酢が殺菌作用を持ち、卵を包み込んでいるので腐らないんです。

★保存
マヨネーズは10℃〜30℃くらいが一番乳化状態が安定しています。この温度帯以外では不安定になって分離しやすくなります。
分離すると、成分が別々になり、酢の殺菌力が全体に行き渡らなくなり、また油も酸化します。
ですから、冷蔵庫に入れるのは間違いで、直射日光の当たらない涼しい場所に保管しましょう。

■雑
★マヨラーの謎
Mayoler
:様々なものにマヨネーズをつけて食べる愛好者のことで、1990年代以降急増しているようです。
では、なぜマヨラーが増えるのでしょうか?
実は、一般に生物の体は高カロリー、高栄養の油を無意識のうちに求めているんだそうです。そして、マヨネーズは油分を酢や卵黄でコーティングしているので油分がとりやすい状態になっているのです。

実験結果によるとマヨラーがマヨネーズを採ると
βエンドルフィンと言う脳内麻薬物質が分泌されているそうです。
マヨラーはマヨネーズを食べることによってβエンドルフィンによる快楽を得ていたのです。ですから、はまるとなかなか抜け出せない。^^;

★マヨネーズを消火に使う?
時々、本などにも書いてあるんですが、テンプラを揚げている時に油に火がついた場合、マヨネーズを容器ごと放り込むといいと言う話があります。
確かに、容器内の油の火はマヨネーズの膜により空気が遮断され消えるのですが、マヨネーズに含まれる水分によって火が飛び散り非常に危険です。
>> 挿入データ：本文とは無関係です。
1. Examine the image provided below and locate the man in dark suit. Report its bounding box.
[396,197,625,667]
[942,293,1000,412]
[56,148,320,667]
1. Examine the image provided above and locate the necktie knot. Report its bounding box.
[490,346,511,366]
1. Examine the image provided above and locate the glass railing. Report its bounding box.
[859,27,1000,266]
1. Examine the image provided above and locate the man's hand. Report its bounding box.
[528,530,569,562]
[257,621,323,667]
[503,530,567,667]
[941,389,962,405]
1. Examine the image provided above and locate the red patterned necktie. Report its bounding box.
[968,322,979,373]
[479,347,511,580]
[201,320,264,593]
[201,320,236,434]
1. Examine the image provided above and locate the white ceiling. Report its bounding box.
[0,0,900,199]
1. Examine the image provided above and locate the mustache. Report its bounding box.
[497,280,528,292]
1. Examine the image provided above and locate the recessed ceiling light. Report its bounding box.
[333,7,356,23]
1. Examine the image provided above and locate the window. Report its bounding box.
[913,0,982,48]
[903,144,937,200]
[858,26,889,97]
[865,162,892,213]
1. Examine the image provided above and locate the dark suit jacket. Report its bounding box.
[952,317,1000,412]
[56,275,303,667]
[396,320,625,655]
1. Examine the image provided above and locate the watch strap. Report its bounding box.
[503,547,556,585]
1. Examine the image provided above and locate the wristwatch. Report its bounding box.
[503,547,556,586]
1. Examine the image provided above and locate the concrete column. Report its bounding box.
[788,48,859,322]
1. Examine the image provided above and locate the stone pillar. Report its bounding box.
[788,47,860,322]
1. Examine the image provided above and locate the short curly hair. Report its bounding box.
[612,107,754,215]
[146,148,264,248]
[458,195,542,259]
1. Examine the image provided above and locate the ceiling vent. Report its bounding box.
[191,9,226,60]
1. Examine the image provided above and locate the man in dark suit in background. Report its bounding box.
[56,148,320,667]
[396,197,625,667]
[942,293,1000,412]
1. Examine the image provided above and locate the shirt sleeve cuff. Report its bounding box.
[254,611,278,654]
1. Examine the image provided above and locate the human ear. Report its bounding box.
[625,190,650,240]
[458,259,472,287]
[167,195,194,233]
油火災用と書いた消化器を使うのが最良ですが、無いときは、大き目のタオル(バスタオルやシーツなど)を水に濡らしかぶせます。火が消えても少しそのままにし、温度が下がったらタオルを取ります。すぐに取ると又火がつきますから注意してください。

★カルパッチョ
元々は、生の牛ヒレ肉の上に網目状にマヨネーズとマスタードを混ぜたソースをかけた食べ物です。やげて肉の代わりに魚介類を使うことも多くなり、今では、「薄く切った生もの」を意味する料理名となっています。

このカルパッチョと言う名前は、16世紀の画家
ヴィットーレ・カルパッチョ(Vittore Carpaccio 1455〜1525) に由来します。
カルパッチョの絵は赤と白の色遣いが特徴の作品で、この料理が彼の絵の特徴に似ていたからだといいます。
ただし、この料理が出来たのは1950年と言いますから、新しいんです。